An Essay Is Not A Review

Though it might pain many of you to accept it, the fact is that we really don’t care much about your opinion of a film. Unless the question is very specifically asking you to evaluate a film (which is rare), you should always avoid telling us what you personally thought about it. There are a great many platforms from which to voice your personal opinion about a film; from blogs, message boards, youtube videos, or just ranting with your mates down the pub. An academic essay, however, is not the place for it. Of course, the way you personally perceive a film will affect the way you approach the particular question, a certain degree of subjectivity is unavoidable. But what you need to make sure to avoid is the attitude of ‘I loved it, so it must be good’, or the more common and infinitely worse ‘I hated it, so it must be bad’.

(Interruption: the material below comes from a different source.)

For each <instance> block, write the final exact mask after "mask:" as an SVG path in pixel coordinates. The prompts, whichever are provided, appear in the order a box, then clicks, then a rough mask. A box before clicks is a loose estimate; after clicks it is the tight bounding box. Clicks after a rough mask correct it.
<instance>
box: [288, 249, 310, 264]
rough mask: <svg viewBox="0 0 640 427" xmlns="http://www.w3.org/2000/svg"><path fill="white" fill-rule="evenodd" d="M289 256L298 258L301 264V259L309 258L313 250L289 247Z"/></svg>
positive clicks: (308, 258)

What makes a film student different from a film fan or film critic is that you need to have a wide and varied appreciation of all modes of film; outside of your own comfort zone of the films you happen to enjoy watching. For many film students, this is the major learning curve of the degree. You are not being asked to evaluate a film, you are being asked to identify certain pertinent details about a film, extract them and interrogate them in order to enhance our understanding of the film. Indeed, you (or your parents, or the government on the understanding that you’ll pay them back) are paying a huge amount of money to come to University and study film; there’s precious little benefit in just coming and doing exactly what you’d do coming out of the cinema on a Saturday night. You can hate Citizen Kane with the fiery passion of Hell, which is perfectly fine from the point of view that every person is free to their personal preference. But a film like Citizen Kane doesn’t achieve its status by accident. People didn’t sit around a table, randomly pulling film titles out of a hat in order to decide which are the most important cinematic works. Even though you might hate it, as a film student, you need to be able to identify the film’s achievements – if you can’t see them, you’re probably taking the wrong degree.

Finally, it is important to always be clear on what the essay question is asking you to do. Our example here is a pretty straightforward and open one, but other questions can be quite specific in what they're after. If the question is 'How is Psycho a prime example of Classical Hollywood Storytelling?' don't spend your time talking about Hitchcock's other films or the avant garde film movement of the 1920s. Demonstrate your knowledge of Psycho and the narrative devices of the Classical Hollywood period. It might seem painfully obvious, but there are always students that just don't seem to pay any attention to what is being asked of them. Don't be one of them!

                                                                                                                                     - P. S.